GenAI in
Production

Mark Edmondson

Chapters

The post-GenAI Era
What is needed for production ready GenAI
Case Studies of GenAI in Production

1. The post-GenAI Era

GenAI is transformational

A new era is starting for human creativity, communication and understanding.

Its impact should be comparable to the printing press, telephone or the internet

If we freeze the capabilities of GenAI to what they can do only today, we will still see transformational change.

But GenAI still has much more potential

Gemini Ultra is trained on 30+ trillion tokens.

A human would take 100,000 years to read the same amount of material.

We perform better than the most advanced GenAI models on a fraction of the reading material.

Vision is much higher bandwidth {than text}: about 20MB/s… In a mere 4 years, a child has seen 50 times more data than the biggest LLMs trained on all the text publicly available on the internet.

Yann LeCun, Chief AI Scientist at Meta

The GenAI we have today is the worse it will ever be

And today it can do this

We now have a new meta layer for interacting with information.

Language → GenAI → Python/SQL → C++ → Binary → …

Poets → Programmers → Engineers → Physicists → …

To take advantage of emergent properties of information we will need poets and philosophers rather than programmers or engineers to interact with data

How we interact with data will be transformational

But improving communication between people will have biggest impact

Biggest Impact for GenAI in Production

Enable poets to talk to databases
Enable people to communicate better with each other

Lets try it

Most presentations people only remember 20% of the content.

Can we improve this using GenAI?

multivac.sunholo.com

2. What is needed for production ready GenAI

Components for production GenAI

Table 1: *Considerations for GenAI production*
Feature	Notes
Data	Your unique data is the difference
Model	Capabilities of the model
Prompt	Instructions for the model

More components for production GenAI

Table 2: *Seconday Considerations for GenAI production*
Feature	Notes
UI	How people interact with your output
Monitoring	Checking performance
Authentication	Protecting your data
Scaling	Keeping up with demand
Speed	New data updates, time to first token, etc

Data

Key differentiator

Unstructured data like PDFs, images, docs can be extracted and embedded to be useful for GenAI techniques such as RAG
Structured data within databases can be queried by GenAI agents via generated code
Domain knowledge locked up within your collegues

Treasure your data - it is the unique offering your company can bring to GenAI

Personal data is much more valuable now

Past emails, tweets, photos, messages, SMS take on a new power to communicate who you are.

Creation of digital Philosophical Zombies are possible

We can already transfer your likeness

Will we be able to transfer your behaviour too?

Embeddings are a new data type

What do vector embeddings measuring semantic meaning - mean?

[0.4344, 1.232323, 0.232323, -2.1, ... ]
["Redness", "Fear", "Loving", "Cats", ...] ??
Convincing representations of humanity can be contained within ~1000 dimensions

Use cases for embedding

Find similar movies/pictures/people - recommendation engines
Match user question to a document chunk (RAG)
Match user question history to another user’s data (Profile matching)
Find anti-match between uploaded picture and uploaded description (Clean up dirty data)

Vector stores (Google)

*Vectorstores on GCP*
Vector Store	Notes
AlloyDB	PostgreSQL, pgvector and in-database embeddings
BigQuery	New!
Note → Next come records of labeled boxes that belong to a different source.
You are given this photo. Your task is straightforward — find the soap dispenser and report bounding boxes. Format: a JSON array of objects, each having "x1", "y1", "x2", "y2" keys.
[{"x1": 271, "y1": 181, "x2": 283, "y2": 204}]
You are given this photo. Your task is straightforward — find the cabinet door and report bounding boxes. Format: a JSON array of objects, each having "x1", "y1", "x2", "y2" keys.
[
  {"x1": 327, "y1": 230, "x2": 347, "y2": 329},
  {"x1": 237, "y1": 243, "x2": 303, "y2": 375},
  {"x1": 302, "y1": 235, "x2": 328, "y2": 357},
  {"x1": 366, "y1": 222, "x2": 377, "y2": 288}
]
Your data probably in there already
Vertex AI Search and Conversation	Abstracts away embedding, scales up
Vertex Vector Search	Enterprise usage, top performance but costs $$$

Vector stores (Non-Google)

Table 3: *non-Google Vectorstores*
Vector Store	Notes
Supabase	Cheap and open-source but tricky to host and slows down
LanceDB	Cheap and quick, backed up by Cloud Storage, immature
Pinecone	Popular 3rd party hosted service
Qdrant	Rust based fast enterprise service

How to get GenAI data for a company?

Look at all your current methods of communicating ideas - workshops, emails, meetings. Can they be improved?
Unlock your data - use embedding techniques to extract information out of your unstructured (PDFs, Videos, etc)
Use Language to SQL/code to extract from structured (databases)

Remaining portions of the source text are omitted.